Nietypowy prezent od Ukraińców
Jak podał w sobotę portal RMF24, powołując się na członków delegacji towarzyszącej Szymczykowi w wizycie w Ukrainie, komendant został obdarowany przez gospodarzy dwoma granatnikami przeciwpancernymi, "które - jak przekonywali Ukraińcy - miały być zużyte". Według portalu prawdopodobnie chodziło o RGW-90. To jednorazowy granatnik niemieckiej firmy Dynamit Nobel Defence, służy do przebijania pancerzy i jako broń odłamkowo-burząca.
Miał to być według portalu "nietypowy, wojenny prezent, jaki robią teraz Ukraińcy - zużyty granatnik przeciwpancerny, którym ostrzeliwano rosyjskie czołgi". Według rozmówców RMF24 "delegacja samochodami wróciła do Warszawy, a otrzymane prezenty gen. Szymczyk zostawił na zapleczu swojego gabinetu".
Eksplozja "po sekundzie"
"Szef polskiej policji przekazał nam, że następnego dnia po powrocie chciał przełożyć prezenty od Ukraińców na zapleczu swojego gabinetu. W chwili, kiedy przestawił pionowo na podłodze jeden z granatników, dosłownie po sekundzie doszło do eksplozji" – podał portal.
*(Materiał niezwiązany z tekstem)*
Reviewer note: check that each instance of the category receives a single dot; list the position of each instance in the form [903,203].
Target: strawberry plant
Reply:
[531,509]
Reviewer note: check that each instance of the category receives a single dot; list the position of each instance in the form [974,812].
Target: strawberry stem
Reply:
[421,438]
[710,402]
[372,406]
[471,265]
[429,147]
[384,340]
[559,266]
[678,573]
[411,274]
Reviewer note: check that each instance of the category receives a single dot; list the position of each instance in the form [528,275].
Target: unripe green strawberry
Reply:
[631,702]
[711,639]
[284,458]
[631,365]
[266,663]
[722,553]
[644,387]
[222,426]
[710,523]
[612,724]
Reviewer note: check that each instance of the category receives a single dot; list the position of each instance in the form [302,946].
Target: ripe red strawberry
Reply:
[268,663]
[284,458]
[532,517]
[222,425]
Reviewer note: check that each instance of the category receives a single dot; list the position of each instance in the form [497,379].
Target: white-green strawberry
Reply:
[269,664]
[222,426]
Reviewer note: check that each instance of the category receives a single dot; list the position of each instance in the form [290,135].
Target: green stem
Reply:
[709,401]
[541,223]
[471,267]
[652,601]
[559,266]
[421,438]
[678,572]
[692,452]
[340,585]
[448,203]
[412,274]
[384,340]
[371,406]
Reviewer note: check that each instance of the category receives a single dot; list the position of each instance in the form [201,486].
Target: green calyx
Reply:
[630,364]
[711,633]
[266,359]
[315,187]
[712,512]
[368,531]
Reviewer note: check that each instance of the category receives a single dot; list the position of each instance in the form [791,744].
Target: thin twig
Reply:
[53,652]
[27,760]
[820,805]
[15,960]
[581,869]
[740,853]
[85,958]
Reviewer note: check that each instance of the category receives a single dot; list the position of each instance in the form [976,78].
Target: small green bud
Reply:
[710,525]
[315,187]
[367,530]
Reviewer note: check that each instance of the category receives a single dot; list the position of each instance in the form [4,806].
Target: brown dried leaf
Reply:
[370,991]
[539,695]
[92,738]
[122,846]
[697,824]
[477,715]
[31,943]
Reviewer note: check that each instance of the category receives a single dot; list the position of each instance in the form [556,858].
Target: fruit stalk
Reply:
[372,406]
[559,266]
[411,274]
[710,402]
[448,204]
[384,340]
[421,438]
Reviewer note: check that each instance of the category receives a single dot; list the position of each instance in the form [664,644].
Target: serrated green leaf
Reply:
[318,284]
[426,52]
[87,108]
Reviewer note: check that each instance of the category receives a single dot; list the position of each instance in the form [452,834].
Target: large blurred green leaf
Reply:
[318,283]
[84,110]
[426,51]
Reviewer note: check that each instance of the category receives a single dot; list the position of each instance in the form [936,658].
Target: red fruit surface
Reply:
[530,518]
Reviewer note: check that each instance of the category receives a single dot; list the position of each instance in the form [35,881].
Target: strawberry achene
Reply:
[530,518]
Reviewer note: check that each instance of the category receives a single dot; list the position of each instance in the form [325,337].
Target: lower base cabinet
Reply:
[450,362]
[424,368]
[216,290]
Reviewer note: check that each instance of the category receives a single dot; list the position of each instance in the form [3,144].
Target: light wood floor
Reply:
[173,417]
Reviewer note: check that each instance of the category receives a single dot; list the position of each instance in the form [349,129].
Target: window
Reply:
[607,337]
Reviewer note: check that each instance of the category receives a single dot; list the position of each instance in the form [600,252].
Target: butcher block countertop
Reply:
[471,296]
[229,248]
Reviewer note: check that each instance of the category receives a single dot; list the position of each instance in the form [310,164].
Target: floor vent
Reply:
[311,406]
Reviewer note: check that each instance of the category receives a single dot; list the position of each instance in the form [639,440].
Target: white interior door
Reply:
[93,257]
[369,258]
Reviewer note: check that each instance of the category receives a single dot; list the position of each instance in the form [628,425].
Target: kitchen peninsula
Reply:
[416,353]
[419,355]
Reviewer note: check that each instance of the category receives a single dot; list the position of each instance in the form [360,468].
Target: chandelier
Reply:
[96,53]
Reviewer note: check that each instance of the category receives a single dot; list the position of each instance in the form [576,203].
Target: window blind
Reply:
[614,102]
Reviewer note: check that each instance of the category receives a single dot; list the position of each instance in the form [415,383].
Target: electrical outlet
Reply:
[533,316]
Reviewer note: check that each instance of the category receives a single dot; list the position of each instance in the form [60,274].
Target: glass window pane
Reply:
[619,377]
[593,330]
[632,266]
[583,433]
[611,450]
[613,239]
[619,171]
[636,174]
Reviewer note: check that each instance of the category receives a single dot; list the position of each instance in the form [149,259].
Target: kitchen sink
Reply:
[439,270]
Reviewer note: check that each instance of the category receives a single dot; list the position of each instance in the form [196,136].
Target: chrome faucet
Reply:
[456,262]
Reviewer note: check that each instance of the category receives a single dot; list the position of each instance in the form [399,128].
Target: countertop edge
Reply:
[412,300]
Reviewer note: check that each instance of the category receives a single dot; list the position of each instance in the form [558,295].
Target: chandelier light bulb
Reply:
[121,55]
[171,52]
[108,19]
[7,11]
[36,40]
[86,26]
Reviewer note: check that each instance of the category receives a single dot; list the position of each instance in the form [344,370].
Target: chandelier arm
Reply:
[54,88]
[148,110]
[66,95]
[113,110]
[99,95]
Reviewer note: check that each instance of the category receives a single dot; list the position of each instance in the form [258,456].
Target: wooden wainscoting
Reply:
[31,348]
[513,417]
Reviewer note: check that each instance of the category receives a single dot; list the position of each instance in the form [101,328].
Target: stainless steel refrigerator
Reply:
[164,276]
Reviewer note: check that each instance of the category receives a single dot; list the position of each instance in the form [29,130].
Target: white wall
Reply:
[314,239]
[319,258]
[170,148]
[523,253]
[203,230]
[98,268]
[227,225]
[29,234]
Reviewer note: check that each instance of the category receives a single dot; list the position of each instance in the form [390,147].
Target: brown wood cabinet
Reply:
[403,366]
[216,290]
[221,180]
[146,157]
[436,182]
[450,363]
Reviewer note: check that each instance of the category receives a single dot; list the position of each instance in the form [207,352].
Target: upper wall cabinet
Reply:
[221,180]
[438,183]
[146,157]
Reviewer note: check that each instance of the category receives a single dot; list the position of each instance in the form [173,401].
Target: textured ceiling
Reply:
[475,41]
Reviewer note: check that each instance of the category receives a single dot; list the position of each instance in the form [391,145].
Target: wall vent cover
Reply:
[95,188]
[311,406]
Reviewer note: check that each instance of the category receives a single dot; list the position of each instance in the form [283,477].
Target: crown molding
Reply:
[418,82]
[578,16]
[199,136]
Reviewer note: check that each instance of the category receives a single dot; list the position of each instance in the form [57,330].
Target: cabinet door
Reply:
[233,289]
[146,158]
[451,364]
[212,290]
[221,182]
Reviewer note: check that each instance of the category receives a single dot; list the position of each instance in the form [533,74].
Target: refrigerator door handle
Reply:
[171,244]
RMF24 przytoczył opinie ekspertów, według których "granatnik nie mógł wystrzelić sam - chyba że był uszkodzony i w czasie przestawiania doszło do wybuchu". "Ale możliwa jest też wersja, że komendant główny policji mógł nacisnąć jakiś element tuby po granatniku, którego dokładnie nie sprawdzono" – podał portal. Poinformował też, że "zniszczenia po wybuchu są na trzech kondygnacjach budynku - od parteru do drugiego piętra", a wyrwy w podłogach "mają okrągły kształt" i "wielkość mniej więcej obiadowego talerza".